マニュアルは金科玉条ではない――定期的な見直しと訓練を

　次に結城氏が重要性を強調したのが、平時からの備えだ。有事に備え、平時を意味あるものにしていくには、「実態に即した手順をマニュアル化すること」が重要だとした。

　ただ、これも日本人にありがちなことだが、一度作ったマニュアルを後生大事に守り続けてしまいがちだ。だが結城氏は、運用していく中で不合理な点が見つかれば、即座に手直しすることが重要だと呼びかけた。
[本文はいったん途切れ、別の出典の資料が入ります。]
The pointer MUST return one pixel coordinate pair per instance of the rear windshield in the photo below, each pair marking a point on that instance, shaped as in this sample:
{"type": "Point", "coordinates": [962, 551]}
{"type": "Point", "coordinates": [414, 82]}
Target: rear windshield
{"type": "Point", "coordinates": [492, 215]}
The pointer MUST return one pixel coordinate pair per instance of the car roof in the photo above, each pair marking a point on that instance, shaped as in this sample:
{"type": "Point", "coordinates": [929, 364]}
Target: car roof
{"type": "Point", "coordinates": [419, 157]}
　「一番よくないのは、“マニュアルではああなっていますが、実際はこうです”というマニュアルの形骸化です。マニュアルに記載された内容は必ず順守する、できないことは記載しないといった言行一致が重要であり、マニュアルはそういうものであると位置づけなければなりません」（結城氏）

　では、なぜ現場ではマニュアルに手を入れたがらないのだろうか。どんどん肥大化しがちなことが理由の一つとして考えられる。だが結城氏は、「当たり前のことまでマニュアル化しようとすると、面倒くさがられます。作業者の能力に応じてマニュアル化の範囲を割愛して、コンパクトにすべきでしょう」と、簡素化できる部分は簡素化すべきと呼びかけた。
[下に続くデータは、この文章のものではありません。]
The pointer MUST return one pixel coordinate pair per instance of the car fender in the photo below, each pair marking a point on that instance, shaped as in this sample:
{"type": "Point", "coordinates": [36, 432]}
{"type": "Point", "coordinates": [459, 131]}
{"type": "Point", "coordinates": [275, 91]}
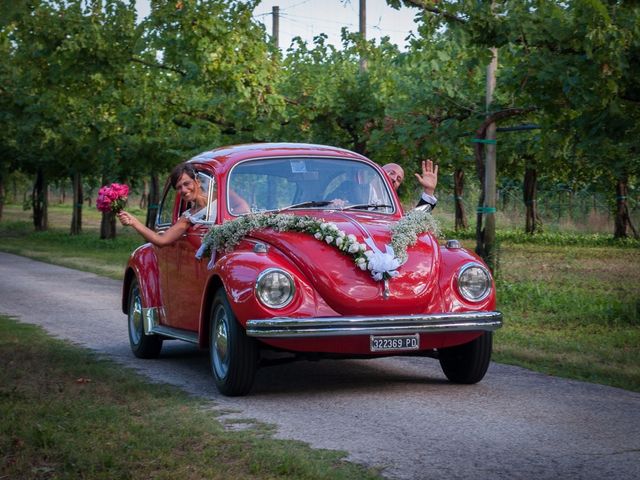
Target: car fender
{"type": "Point", "coordinates": [237, 272]}
{"type": "Point", "coordinates": [143, 265]}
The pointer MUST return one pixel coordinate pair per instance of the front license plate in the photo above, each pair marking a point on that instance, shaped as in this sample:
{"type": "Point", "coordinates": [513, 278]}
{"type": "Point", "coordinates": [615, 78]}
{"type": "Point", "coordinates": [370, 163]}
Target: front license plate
{"type": "Point", "coordinates": [383, 343]}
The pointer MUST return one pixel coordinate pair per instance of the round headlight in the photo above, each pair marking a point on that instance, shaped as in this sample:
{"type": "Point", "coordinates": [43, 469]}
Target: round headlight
{"type": "Point", "coordinates": [474, 282]}
{"type": "Point", "coordinates": [275, 288]}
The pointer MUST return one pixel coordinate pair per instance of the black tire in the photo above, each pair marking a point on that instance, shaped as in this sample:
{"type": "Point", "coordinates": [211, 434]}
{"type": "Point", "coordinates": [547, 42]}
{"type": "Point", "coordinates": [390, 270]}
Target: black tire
{"type": "Point", "coordinates": [469, 362]}
{"type": "Point", "coordinates": [233, 355]}
{"type": "Point", "coordinates": [142, 346]}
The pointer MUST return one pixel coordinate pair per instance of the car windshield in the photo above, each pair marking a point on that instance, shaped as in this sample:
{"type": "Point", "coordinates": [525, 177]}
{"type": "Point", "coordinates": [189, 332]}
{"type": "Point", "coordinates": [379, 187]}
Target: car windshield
{"type": "Point", "coordinates": [324, 183]}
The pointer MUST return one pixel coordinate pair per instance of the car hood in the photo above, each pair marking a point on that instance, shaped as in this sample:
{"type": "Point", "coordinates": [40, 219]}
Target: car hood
{"type": "Point", "coordinates": [351, 291]}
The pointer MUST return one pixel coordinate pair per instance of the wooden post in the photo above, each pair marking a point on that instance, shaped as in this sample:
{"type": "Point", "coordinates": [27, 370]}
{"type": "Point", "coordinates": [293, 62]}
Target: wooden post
{"type": "Point", "coordinates": [275, 13]}
{"type": "Point", "coordinates": [363, 31]}
{"type": "Point", "coordinates": [490, 169]}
　一方で、われわれを取り巻く環境はどんどん変化している。そうした変化に追随すべく、NISTサイバーセキュリティフレームワーク 2.0における「ガバナンス」の観点やグローバルサプライチェーン、人手不足・予算不足を背景したヒューマンエラー、あるいは自然災害など、さまざまな要素を盛り込んで、しかるべき部分は改めていくべきだとした。

　マニュアルの内容と同じかそれ以上に重要なのが、いつ起こるか分からない有事に備えて定期的に訓練を行い、擬似的に有事を「体験」し、検証を行って改善していくことだ。

　サイバーセキュリティの分野ではないが、結城氏はかつて自然災害に備え、数カ月に1回訓練を行っていたことがある。その結果「実際に災害が起こっても、訓練と変わらず、良い意味で緊張しすぎず余裕を持って対応できました」（同氏）

　そして、有事、つまり問題を早期に検出するには、「何が正常な状態か」を知っておく必要がある。かつて結城氏が働いていたあるプラントでは、「いつもと違う音がする」というベテランの指示で大型ポンプを分解してみたところ、水温の変化による熱収縮によりランナーとケーシングが当たっていたことが判明して驚いたことがあったというが、こんな風に、正しい日常業務を定義し、その上で実効的なマニュアルを作成し、継続的に改善していくこと、同時に定期的な訓練を実施し、課題検出されたら速やかにフィードバックしていくことが重要だとした。

　そして最後にもう一度、不確実な世の中で生き延びていくポイントとして「世の中のいろいろな事柄は全て、サイバーセキュリティに関係します。さまざまな物事をサイバーセキュリティと切り離すのではなく、一緒に考えていきましょう」と呼びかけ、実効的なマニュアルを整備し、訓練を通して必要な改善を行い、擬似的に有事を経験することによって「いざ」という時の対応を円滑にできるように備えてほしいと呼びかけ、講演を終えた。